Harare — INFLATION will reach 4 279 percent in Zimbabwe next year, a senior International Monetary Fund official has forecast.
This is significantly higher than Reserve Bank of Zimbabwe governor Gideon Gono's hopes for inflation to slow to 50 percent in 2007 and below 10 percent by 2008.
Siddharth Tiwari, deputy director in the IMF's Africa Department, said there were no bounds on how high inflation could rise and that any changes would depend on corrective policies by Zimbabwe.
"The country is in a difficult situation and has faced six years of continuous output decline, rising prices, increasing poverty and a decrease in public services . . . it's a tragic situation, frankly, and the prospects are grim," Tiwari told a news conference to discuss the economic outlook for Africa.
Tiwari's comments are of particular importance as they come just weeks ahead of a scheduled visit by an IMF team to Zimbabwe for routine consultations.
Official figures on Friday said annual inflation rose to 1 204.6 percent compared to 993.6 percent in the year to July, the highest in the world.

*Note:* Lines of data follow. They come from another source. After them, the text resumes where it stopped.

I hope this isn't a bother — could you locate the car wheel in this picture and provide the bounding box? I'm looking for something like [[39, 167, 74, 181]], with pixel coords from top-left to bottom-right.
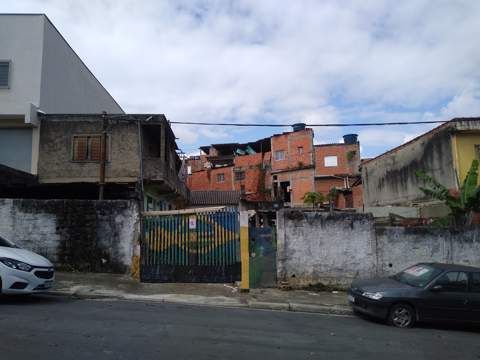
[[388, 304, 415, 328]]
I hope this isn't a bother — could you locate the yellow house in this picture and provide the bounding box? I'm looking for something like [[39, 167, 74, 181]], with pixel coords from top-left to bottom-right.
[[452, 128, 480, 185]]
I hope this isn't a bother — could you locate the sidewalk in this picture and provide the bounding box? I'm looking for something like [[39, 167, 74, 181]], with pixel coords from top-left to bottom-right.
[[50, 272, 352, 315]]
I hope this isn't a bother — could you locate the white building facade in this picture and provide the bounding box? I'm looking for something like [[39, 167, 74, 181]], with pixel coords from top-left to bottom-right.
[[0, 14, 124, 174]]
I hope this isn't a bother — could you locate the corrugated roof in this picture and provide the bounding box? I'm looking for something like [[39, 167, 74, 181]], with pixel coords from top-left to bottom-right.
[[190, 190, 241, 206]]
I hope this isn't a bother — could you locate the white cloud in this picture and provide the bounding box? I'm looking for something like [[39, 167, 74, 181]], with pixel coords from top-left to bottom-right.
[[0, 0, 480, 152]]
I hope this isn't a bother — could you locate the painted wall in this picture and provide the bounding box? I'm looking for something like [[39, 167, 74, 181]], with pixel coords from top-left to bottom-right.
[[277, 209, 480, 287], [0, 199, 139, 273], [40, 18, 123, 114], [453, 132, 480, 184], [271, 129, 314, 172], [0, 128, 32, 172], [0, 15, 44, 115], [277, 209, 376, 286]]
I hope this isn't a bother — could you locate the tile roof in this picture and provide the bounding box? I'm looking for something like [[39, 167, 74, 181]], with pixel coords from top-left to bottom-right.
[[190, 190, 241, 206]]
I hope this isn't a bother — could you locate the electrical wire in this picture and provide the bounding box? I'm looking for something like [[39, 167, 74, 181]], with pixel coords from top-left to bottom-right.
[[169, 120, 448, 127]]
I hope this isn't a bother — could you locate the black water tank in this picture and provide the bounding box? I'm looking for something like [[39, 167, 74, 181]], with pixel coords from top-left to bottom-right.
[[292, 123, 307, 131], [343, 134, 358, 145]]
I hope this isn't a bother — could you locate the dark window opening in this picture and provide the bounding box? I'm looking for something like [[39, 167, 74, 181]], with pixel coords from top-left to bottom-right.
[[235, 171, 245, 181], [142, 125, 162, 157], [471, 272, 480, 293], [0, 61, 10, 88], [280, 181, 291, 203]]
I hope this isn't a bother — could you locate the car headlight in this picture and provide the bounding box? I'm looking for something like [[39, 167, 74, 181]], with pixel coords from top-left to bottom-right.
[[0, 258, 33, 271], [362, 292, 383, 300]]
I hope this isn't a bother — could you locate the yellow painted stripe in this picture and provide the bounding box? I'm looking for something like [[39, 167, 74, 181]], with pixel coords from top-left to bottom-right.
[[240, 226, 250, 290]]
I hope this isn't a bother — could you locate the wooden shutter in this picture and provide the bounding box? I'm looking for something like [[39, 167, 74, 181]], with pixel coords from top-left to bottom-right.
[[73, 136, 88, 161], [90, 136, 102, 161]]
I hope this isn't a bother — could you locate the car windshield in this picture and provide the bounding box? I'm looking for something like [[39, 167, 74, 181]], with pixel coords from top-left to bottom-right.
[[0, 236, 16, 248], [392, 264, 442, 287]]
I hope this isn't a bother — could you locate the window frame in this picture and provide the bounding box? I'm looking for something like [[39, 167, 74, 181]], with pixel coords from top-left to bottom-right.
[[468, 271, 480, 294], [217, 173, 225, 184], [235, 170, 246, 181], [323, 155, 338, 167], [275, 150, 286, 161], [0, 59, 12, 89], [70, 133, 111, 164]]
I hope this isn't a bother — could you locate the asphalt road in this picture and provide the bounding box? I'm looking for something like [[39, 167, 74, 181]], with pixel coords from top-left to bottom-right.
[[0, 296, 480, 360]]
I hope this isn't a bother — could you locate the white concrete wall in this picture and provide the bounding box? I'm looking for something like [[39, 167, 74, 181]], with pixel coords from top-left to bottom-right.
[[0, 199, 139, 273], [40, 18, 123, 114], [277, 209, 376, 286], [0, 14, 123, 174], [0, 15, 44, 115], [277, 209, 480, 287]]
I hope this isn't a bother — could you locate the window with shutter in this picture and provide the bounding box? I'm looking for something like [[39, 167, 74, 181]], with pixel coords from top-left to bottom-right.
[[72, 135, 110, 162]]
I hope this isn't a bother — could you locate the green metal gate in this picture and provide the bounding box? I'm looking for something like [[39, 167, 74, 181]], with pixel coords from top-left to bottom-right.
[[140, 208, 241, 282]]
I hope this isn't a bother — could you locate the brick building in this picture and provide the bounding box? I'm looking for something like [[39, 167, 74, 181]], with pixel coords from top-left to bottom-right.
[[187, 124, 363, 208]]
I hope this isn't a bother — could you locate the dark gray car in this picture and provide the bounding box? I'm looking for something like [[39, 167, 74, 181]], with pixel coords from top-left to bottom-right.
[[348, 263, 480, 328]]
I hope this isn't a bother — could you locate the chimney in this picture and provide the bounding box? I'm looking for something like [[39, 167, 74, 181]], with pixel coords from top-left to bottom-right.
[[292, 123, 307, 131], [343, 134, 358, 145]]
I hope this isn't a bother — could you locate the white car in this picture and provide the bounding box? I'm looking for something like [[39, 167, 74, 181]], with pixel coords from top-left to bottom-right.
[[0, 235, 55, 294]]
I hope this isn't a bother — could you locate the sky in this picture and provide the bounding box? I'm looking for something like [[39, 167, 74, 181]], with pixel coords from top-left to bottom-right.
[[0, 0, 480, 158]]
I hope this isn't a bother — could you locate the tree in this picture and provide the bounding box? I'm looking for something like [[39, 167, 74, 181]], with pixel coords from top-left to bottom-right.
[[303, 191, 325, 207], [415, 160, 480, 226]]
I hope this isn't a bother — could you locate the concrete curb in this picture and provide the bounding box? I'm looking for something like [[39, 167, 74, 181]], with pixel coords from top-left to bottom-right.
[[47, 290, 353, 315]]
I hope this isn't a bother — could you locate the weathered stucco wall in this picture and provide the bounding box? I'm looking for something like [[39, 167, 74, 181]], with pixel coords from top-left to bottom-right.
[[277, 209, 376, 286], [277, 209, 480, 287], [362, 127, 457, 206], [0, 199, 139, 273], [375, 226, 480, 275], [38, 115, 140, 183]]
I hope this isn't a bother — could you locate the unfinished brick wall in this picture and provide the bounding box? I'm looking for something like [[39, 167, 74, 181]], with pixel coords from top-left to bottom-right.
[[275, 169, 315, 205], [271, 129, 314, 171], [234, 152, 272, 201], [187, 170, 210, 191], [209, 166, 235, 190], [315, 143, 360, 175]]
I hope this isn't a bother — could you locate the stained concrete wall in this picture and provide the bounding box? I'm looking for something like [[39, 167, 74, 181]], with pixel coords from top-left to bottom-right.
[[0, 199, 139, 273], [375, 226, 480, 275], [277, 209, 480, 287], [362, 127, 457, 206], [277, 209, 376, 286]]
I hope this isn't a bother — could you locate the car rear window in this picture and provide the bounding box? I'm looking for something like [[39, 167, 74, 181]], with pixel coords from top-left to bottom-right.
[[0, 236, 15, 248], [393, 264, 442, 287], [470, 272, 480, 293]]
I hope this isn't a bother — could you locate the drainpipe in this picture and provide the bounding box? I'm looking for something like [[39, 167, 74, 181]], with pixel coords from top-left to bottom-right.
[[98, 111, 108, 200]]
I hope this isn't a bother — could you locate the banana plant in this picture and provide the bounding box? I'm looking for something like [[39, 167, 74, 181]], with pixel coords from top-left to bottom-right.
[[415, 160, 480, 225]]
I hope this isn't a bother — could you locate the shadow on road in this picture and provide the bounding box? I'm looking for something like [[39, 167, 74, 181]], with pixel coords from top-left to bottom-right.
[[355, 314, 480, 334], [0, 294, 74, 306]]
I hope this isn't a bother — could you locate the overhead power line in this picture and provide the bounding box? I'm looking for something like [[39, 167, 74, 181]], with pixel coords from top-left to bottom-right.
[[170, 120, 447, 127]]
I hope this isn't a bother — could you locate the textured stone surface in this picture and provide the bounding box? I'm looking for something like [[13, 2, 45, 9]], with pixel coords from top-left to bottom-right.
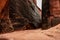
[[0, 24, 60, 40]]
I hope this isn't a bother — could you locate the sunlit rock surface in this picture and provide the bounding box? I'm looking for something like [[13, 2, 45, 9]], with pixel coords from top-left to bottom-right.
[[0, 24, 60, 40]]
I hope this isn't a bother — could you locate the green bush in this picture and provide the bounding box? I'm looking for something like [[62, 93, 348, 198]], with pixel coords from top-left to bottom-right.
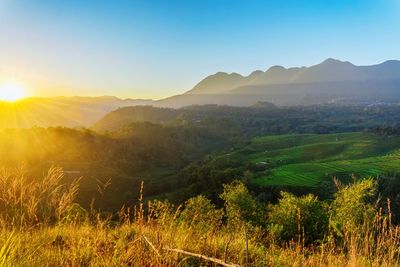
[[268, 192, 329, 243], [220, 181, 263, 226], [330, 179, 378, 236], [181, 195, 224, 232]]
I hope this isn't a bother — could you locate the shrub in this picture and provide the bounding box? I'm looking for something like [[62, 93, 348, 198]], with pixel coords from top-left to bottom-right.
[[330, 179, 378, 235], [181, 195, 224, 232], [220, 181, 262, 226], [268, 192, 329, 243]]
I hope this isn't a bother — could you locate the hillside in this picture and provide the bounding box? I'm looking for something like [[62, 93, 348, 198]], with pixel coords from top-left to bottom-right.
[[154, 59, 400, 108], [0, 97, 152, 129], [212, 133, 400, 187]]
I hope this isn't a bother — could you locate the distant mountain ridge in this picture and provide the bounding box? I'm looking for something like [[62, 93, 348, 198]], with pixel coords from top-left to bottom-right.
[[186, 58, 400, 94], [154, 58, 400, 107], [0, 96, 153, 129]]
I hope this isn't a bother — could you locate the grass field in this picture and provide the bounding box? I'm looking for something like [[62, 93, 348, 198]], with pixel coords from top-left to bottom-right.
[[231, 132, 400, 187]]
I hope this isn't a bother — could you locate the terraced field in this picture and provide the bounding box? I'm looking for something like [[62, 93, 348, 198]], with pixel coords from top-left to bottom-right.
[[236, 133, 400, 187]]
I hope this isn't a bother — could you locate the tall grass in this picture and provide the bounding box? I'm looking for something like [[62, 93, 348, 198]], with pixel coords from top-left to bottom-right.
[[0, 168, 400, 266]]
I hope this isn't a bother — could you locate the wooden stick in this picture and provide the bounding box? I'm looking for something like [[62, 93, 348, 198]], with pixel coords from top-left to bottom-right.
[[164, 247, 240, 267], [142, 235, 161, 258]]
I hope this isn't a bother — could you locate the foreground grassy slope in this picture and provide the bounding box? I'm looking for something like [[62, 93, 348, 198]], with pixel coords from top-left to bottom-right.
[[230, 133, 400, 187]]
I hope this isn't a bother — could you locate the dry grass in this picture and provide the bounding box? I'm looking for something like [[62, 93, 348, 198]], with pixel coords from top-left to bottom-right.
[[0, 168, 400, 266]]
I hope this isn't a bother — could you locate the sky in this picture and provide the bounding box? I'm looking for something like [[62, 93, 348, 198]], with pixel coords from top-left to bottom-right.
[[0, 0, 400, 99]]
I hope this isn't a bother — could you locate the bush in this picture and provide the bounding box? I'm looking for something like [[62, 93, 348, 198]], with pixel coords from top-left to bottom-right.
[[268, 192, 329, 243], [330, 179, 378, 236], [220, 181, 263, 226], [181, 195, 224, 232]]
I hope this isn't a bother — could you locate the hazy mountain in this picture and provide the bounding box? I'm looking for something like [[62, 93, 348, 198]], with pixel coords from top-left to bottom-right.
[[0, 96, 152, 128], [154, 59, 400, 107]]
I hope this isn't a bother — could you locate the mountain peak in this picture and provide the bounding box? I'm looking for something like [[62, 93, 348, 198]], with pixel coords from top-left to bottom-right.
[[320, 58, 352, 65]]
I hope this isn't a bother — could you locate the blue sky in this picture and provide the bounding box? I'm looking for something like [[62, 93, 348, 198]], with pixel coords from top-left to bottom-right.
[[0, 0, 400, 98]]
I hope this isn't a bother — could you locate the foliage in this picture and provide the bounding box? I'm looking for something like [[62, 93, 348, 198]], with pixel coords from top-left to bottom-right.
[[331, 178, 377, 235], [268, 192, 329, 243], [220, 181, 261, 226], [180, 195, 223, 232]]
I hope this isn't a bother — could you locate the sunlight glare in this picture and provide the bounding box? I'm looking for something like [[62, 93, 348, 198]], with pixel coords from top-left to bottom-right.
[[0, 82, 26, 102]]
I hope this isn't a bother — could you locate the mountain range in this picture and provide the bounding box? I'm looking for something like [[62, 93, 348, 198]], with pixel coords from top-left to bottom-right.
[[0, 59, 400, 128], [153, 58, 400, 108]]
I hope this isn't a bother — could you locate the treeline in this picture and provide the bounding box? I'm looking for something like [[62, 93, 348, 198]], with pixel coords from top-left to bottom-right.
[[0, 125, 226, 210], [0, 168, 400, 266], [93, 104, 400, 138]]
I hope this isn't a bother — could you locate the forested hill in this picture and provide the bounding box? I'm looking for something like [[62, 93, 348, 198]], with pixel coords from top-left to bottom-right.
[[93, 102, 400, 137], [154, 59, 400, 108]]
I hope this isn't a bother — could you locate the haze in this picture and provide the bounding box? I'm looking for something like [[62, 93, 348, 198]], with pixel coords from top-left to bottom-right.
[[0, 0, 400, 99]]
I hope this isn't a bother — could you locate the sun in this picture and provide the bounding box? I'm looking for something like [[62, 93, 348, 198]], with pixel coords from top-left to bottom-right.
[[0, 82, 26, 102]]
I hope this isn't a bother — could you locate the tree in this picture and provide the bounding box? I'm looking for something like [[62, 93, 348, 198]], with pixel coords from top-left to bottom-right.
[[268, 192, 329, 243]]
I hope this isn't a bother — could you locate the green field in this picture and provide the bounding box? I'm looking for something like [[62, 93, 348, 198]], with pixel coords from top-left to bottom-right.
[[231, 133, 400, 187]]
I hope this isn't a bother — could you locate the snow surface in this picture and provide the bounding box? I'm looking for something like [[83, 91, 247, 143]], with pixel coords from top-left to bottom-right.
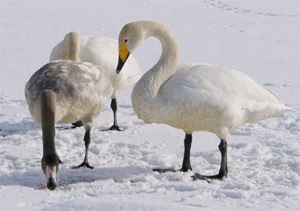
[[0, 0, 300, 211]]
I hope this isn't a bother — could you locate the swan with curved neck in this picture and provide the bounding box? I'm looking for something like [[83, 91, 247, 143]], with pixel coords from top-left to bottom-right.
[[50, 32, 142, 131], [117, 21, 292, 179]]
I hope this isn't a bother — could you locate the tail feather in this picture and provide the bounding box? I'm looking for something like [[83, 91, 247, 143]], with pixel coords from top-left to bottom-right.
[[63, 32, 80, 62]]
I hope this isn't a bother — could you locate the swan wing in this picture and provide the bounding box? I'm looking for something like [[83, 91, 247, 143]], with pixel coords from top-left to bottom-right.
[[161, 64, 288, 125]]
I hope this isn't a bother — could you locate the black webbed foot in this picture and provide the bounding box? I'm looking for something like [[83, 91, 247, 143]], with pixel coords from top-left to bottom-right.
[[153, 169, 178, 174], [191, 174, 226, 181], [72, 120, 83, 128], [71, 162, 94, 169], [103, 125, 123, 131]]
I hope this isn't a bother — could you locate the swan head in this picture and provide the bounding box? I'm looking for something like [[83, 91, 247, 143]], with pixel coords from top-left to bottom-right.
[[116, 22, 146, 73], [42, 154, 62, 190]]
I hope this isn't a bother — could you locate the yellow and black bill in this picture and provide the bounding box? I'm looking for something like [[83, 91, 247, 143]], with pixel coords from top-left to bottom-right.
[[116, 43, 130, 74]]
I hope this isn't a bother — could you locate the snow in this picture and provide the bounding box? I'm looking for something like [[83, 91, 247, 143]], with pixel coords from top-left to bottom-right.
[[0, 0, 300, 210]]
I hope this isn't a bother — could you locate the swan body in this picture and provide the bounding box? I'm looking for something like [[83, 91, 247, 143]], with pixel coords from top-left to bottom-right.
[[117, 21, 292, 179], [50, 32, 142, 129], [25, 60, 113, 190], [132, 64, 289, 139]]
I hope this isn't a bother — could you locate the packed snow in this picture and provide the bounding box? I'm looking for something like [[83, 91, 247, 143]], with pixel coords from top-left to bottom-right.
[[0, 0, 300, 211]]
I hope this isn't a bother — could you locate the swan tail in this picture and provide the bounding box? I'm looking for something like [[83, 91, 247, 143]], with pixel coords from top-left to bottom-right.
[[63, 32, 80, 62]]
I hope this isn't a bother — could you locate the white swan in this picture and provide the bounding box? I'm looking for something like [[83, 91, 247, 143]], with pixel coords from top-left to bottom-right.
[[25, 60, 113, 190], [117, 21, 292, 179], [50, 32, 142, 130]]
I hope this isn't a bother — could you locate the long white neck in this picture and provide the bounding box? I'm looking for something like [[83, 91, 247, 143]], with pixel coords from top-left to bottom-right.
[[134, 22, 178, 98]]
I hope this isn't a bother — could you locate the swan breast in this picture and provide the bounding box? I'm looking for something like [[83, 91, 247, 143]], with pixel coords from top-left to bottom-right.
[[132, 64, 286, 138]]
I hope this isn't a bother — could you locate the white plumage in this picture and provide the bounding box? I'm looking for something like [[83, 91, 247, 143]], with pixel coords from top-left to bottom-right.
[[50, 32, 142, 130], [117, 21, 292, 179]]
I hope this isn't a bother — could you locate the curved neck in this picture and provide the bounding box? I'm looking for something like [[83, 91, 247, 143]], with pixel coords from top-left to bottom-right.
[[141, 22, 178, 97]]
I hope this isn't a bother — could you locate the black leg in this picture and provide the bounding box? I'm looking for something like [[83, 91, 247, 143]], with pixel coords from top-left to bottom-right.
[[181, 134, 192, 172], [72, 130, 94, 169], [192, 139, 228, 180], [72, 120, 83, 128], [108, 99, 122, 131], [55, 120, 83, 130], [153, 134, 192, 173]]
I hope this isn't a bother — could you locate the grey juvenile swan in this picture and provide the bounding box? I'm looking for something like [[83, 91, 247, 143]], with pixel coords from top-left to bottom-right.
[[25, 60, 113, 190], [50, 32, 142, 131]]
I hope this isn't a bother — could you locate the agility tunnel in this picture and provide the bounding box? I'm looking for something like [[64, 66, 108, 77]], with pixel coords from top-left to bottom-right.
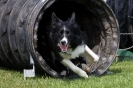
[[0, 0, 119, 78], [107, 0, 133, 61]]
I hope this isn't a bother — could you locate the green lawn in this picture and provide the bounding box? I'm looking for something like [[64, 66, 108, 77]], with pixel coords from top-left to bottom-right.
[[0, 61, 133, 88]]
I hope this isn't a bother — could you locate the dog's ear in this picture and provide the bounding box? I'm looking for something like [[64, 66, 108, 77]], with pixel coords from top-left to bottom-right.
[[69, 12, 75, 23], [51, 12, 61, 26]]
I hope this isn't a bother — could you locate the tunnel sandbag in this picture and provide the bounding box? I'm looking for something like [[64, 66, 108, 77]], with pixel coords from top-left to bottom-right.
[[107, 0, 133, 52], [0, 0, 119, 77]]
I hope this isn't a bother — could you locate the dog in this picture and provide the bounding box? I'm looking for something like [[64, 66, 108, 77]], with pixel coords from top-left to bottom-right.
[[49, 12, 99, 78]]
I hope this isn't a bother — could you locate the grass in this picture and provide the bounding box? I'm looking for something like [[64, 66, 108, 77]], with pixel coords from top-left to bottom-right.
[[0, 61, 133, 88]]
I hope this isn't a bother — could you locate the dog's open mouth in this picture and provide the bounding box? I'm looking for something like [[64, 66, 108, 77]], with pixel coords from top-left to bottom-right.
[[59, 44, 68, 52]]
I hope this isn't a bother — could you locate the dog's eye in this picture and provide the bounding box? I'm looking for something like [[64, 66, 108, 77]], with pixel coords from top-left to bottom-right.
[[66, 31, 71, 35], [59, 30, 64, 35]]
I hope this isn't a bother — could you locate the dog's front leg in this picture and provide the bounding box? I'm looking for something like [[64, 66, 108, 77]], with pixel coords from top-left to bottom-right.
[[61, 59, 88, 78], [85, 45, 99, 61]]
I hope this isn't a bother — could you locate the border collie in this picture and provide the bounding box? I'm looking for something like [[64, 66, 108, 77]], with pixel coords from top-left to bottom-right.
[[49, 12, 99, 78]]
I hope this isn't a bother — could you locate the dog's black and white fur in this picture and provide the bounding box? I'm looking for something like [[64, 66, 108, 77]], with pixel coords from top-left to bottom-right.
[[49, 12, 99, 78]]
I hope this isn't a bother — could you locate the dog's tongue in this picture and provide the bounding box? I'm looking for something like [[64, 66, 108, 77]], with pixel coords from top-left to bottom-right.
[[59, 45, 68, 52]]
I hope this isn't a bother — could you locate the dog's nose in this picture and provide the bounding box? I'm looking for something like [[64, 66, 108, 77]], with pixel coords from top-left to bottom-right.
[[61, 41, 66, 45]]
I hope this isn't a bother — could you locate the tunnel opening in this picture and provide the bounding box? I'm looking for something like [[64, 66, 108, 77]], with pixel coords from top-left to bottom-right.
[[37, 0, 106, 76]]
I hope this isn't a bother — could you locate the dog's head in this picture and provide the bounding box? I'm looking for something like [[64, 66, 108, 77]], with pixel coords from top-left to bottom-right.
[[51, 12, 80, 52]]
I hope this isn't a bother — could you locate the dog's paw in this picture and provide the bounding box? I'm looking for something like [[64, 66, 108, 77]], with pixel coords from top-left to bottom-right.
[[94, 57, 99, 62], [78, 70, 88, 78], [71, 52, 79, 58]]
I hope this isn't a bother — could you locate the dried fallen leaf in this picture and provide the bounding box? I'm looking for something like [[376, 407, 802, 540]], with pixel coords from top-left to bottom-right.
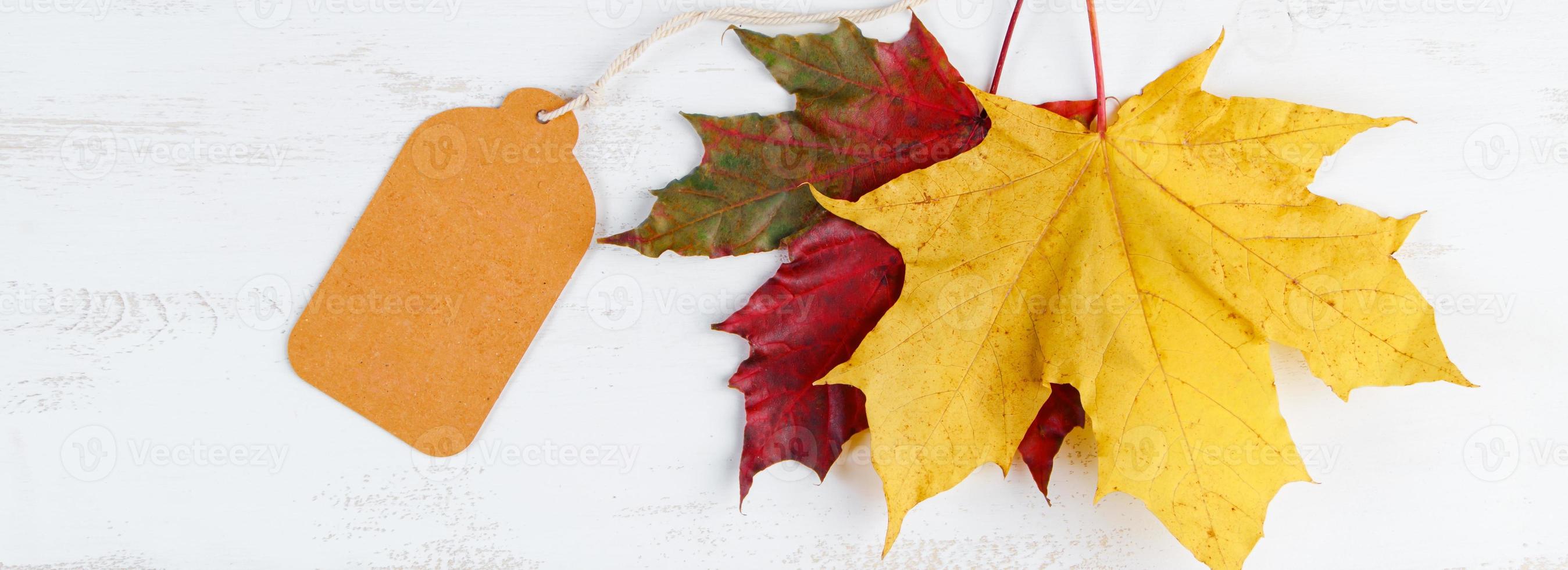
[[817, 34, 1469, 568]]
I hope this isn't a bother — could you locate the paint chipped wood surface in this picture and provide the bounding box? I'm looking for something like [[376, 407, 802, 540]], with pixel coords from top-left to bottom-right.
[[0, 0, 1568, 568]]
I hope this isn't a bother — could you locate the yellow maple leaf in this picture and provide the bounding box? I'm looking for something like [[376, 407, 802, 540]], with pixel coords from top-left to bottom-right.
[[817, 38, 1469, 568]]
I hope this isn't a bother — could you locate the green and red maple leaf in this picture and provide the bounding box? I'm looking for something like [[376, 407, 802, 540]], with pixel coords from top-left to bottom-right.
[[602, 17, 1095, 500]]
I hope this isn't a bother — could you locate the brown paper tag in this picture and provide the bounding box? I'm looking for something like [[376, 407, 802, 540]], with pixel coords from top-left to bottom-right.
[[288, 90, 594, 457]]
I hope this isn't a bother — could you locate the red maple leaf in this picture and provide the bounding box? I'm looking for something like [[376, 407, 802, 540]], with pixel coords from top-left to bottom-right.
[[655, 17, 1095, 500]]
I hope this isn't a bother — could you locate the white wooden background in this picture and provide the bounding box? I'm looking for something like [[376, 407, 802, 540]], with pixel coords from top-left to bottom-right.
[[0, 0, 1568, 568]]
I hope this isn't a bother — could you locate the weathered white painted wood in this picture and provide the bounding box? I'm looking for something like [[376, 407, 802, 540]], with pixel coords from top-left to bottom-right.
[[0, 0, 1568, 568]]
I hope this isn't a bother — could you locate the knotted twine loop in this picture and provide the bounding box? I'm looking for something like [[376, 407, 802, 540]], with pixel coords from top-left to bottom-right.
[[535, 0, 928, 123]]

The government has blamed the country's six-year recession on skyrocketing inflation but critics blame it on economic mismanagement.
Tiwari said a foreign financing package for Zimbabwe reported by the media earlier this week would help, but he stressed that without proper policies, the country would not recover. Zimbabwe unveiled on September 13 a package of foreign loans worth nearly US$500m, including a US$200m facility from China, to help ease shortages of foreign currency, fuel and food, and unemployment above 70 percent.
Most of the loans will be directed at the agricultural sector, which has been hardest hit by drought and President Robert Mugabe's backing for the seizure of commercial farms for resettlement.
The Chinese loan is the first major foreign loan issues to the country since Western donors withdrew after the land seizures.